No. Encryption is opt-in and the default is plaintext. It applies only when both inboxes have published keys and the sender turns it on, and only between two AgenticEmail inboxes. Mail to an external address like Gmail is sent plaintext.
Why P-256 instead of X25519?
The design started with X25519, but Bun's WebCrypto could not perform deriveBits over X25519 at the time, so the key agreement failed. We moved the encryption keypair to P-256 with ECDH-ES, which runs identically on Bun, Node, and browsers, and kept Ed25519 for signing.
How do you stop someone from forging the sender?
A valid signature only proves the payload was signed by the key in its header, not that the key belongs to the sender address. After decrypting, the SDK resolves the published signing key for the From address and compares it to the key in the message. A mismatch marks the message unverified, so a signature from the wrong key does not pass.
Can the AI reply and search features work on encrypted mail?

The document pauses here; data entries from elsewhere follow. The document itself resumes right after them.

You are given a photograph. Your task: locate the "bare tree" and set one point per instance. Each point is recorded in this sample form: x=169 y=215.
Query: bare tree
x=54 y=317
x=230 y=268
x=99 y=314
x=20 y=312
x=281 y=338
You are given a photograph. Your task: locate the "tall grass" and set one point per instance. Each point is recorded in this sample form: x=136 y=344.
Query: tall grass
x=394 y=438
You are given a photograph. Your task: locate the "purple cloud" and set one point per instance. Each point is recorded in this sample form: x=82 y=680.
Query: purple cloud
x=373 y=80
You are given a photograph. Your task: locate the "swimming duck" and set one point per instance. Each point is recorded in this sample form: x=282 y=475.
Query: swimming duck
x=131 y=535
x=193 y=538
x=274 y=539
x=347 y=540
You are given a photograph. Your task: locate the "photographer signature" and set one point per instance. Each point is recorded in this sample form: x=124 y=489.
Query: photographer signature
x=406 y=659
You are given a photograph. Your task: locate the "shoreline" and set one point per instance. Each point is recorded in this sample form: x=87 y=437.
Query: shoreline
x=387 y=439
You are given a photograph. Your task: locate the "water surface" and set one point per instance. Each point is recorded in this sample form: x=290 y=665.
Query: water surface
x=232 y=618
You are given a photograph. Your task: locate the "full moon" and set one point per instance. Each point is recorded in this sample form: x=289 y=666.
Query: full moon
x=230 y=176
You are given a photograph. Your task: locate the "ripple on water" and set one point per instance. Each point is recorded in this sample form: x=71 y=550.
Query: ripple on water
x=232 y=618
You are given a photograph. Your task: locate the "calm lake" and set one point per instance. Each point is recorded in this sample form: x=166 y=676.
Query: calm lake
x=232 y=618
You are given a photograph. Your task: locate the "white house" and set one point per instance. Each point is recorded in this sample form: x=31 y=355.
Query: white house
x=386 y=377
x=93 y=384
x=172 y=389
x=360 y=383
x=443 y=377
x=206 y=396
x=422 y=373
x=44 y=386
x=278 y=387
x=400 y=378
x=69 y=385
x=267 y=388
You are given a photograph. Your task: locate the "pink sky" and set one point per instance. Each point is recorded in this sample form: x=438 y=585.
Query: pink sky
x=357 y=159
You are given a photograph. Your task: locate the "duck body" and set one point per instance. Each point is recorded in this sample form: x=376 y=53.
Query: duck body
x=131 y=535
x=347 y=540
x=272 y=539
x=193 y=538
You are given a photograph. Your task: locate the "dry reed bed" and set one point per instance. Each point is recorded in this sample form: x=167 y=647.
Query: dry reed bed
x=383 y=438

No, and that is by design. Those features need to read the content, and the whole point of zero-knowledge is that the server cannot. On encrypted messages we switch off search, AI reply suggestions, attachment auto-parse, and snippets rather than keep a readable copy that would break the guarantee.
Where can I read the full architecture?
The developer docs cover the API and SDK usage at agenticemail.dev/docs, and the concepts sit alongside our writeups on end-to-end encrypted email and the broader email encryption guide.